10. September 2025. – 04. October
MegnyitóOpening: September 9, 2025, 7:00 pm
MegnyitjaRemarks by: Fazakas Réka

In the distinctive artistic world of Roland Kazi, he first explored the unique, now nearly forgotten yet still vivid countryside environment, reimagined in a contemporary guise. Later, his interest turned toward the intersections of science and art, programmable foundations, the medium of kinetic art, and the investigation of chance as well as physical phenomena. In his upcoming solo exhibition at the Project Room, he continues to explore metaphysical concepts and the perception of reality, this time engaging with the human limitations of spatial perception and the possibility of overcoming them through art.
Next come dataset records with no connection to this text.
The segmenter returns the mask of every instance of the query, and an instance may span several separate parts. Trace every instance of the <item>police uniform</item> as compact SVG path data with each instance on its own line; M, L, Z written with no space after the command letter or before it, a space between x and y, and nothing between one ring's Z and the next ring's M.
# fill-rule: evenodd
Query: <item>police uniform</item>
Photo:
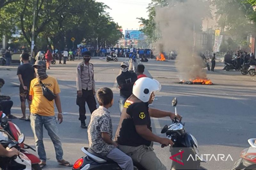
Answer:
M89 63L88 65L81 62L77 65L76 76L76 89L82 91L83 95L76 98L76 104L79 106L79 120L84 123L86 119L85 102L87 103L91 114L97 109L96 101L93 91L95 90L94 78L93 65Z

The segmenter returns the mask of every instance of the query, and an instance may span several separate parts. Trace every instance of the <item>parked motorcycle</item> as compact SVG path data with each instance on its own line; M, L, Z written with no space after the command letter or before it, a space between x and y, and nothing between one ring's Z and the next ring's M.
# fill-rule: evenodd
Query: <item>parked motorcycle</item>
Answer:
M0 143L7 149L13 148L16 148L20 152L18 157L14 156L12 158L1 157L0 158L0 169L3 170L15 169L20 170L41 170L35 169L31 167L31 162L29 159L24 154L23 149L19 144L25 139L23 134L19 137L18 142L12 139L11 136L4 130L0 130Z
M236 66L233 64L229 63L226 62L224 62L224 63L225 64L225 66L222 70L225 70L226 71L229 71L231 70L238 70L238 68L237 68L237 66Z
M19 137L22 134L20 129L13 123L8 121L8 118L2 111L0 112L0 126L11 137L12 139L18 142ZM30 153L27 150L30 149L34 152L36 152L36 150L29 145L24 144L24 140L22 142L19 142L20 147L20 152L31 160L32 169L41 170L41 168L39 164L41 162L40 159L37 156Z
M256 138L248 139L248 142L251 147L241 152L232 170L256 170Z
M176 105L177 103L177 99L175 98L172 100L172 105L175 107L175 114L177 115ZM167 137L171 139L174 144L173 147L170 147L170 151L172 156L179 153L180 149L187 148L186 152L184 152L183 157L183 160L187 160L188 156L191 154L194 158L195 155L198 154L199 155L197 146L197 143L196 138L192 135L186 132L184 128L184 124L181 122L178 121L176 117L173 121L173 124L167 126L164 126L162 129L161 133L165 133ZM162 145L164 147L164 145ZM113 160L101 155L98 154L90 148L83 147L81 150L86 155L78 159L74 164L73 170L92 170L96 169L104 169L110 170L115 169L121 170L121 169L118 165ZM182 152L181 151L181 152ZM182 156L181 156L182 157ZM175 157L177 159L178 157ZM182 162L181 158L179 161ZM206 170L200 165L200 161L191 160L191 162L187 162L183 161L184 165L182 166L178 163L172 161L171 169L177 170L178 169L200 169ZM134 162L134 169L138 170L144 170L141 166L138 163ZM168 168L170 169L170 168Z
M255 65L250 66L248 69L248 74L250 76L254 76L256 74L256 66Z
M114 56L112 57L111 55L107 55L106 57L106 61L108 62L109 61L118 61L117 55L115 54L114 55Z
M250 65L248 64L245 63L241 69L241 73L243 75L246 75L248 74L248 69L250 67Z

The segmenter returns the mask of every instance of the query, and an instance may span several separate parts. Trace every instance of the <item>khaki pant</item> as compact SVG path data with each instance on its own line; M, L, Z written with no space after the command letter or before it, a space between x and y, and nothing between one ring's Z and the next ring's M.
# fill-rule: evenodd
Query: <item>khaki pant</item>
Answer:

The artist creates kinetic installations, objects, animations, and images across diverse media, striving to comprehend discoveries about the world around us — much like the inquisitive scientists, inventors, and groundbreaking artists of past centuries. He works not only with scientific precision but also employs scientific methods to represent vision, infinity, causality, and temporality. Already in his 2018 Continuous Present “space-time bending machine” and the exhibition of the same title, he experimented with the relationship between matter and spatiality. At that time, his focus was on the transformation of matter in space — whether fixed, temporary, or cyclical — while his latest series shifts attention to the representation of perceiving spaces that transcend our own reality. This continues the research into the relativity of human perception.

The most recent concept Kazi has been exploring is hyperspace, which refers to the surpassing of the three-dimensional space accessible to human perception. Thus, the works presented now revolve around two- and three-dimensional projections of the fourth dimension. His research began in the digital medium, enabling experimentation with shifts toward higher dimensions both in two-dimensional images and in the central work of the exhibition, a kinetic object that renders the fourth dimension visible in the form of a three-dimensional, spatial projection.

Kazi also employs the Möbius strip — an apparently infinite, self-reversing circular space — to illustrate space-time in higher dimensions, where it becomes knotted and disrupts causality, pushing the boundaries of perception and comprehension.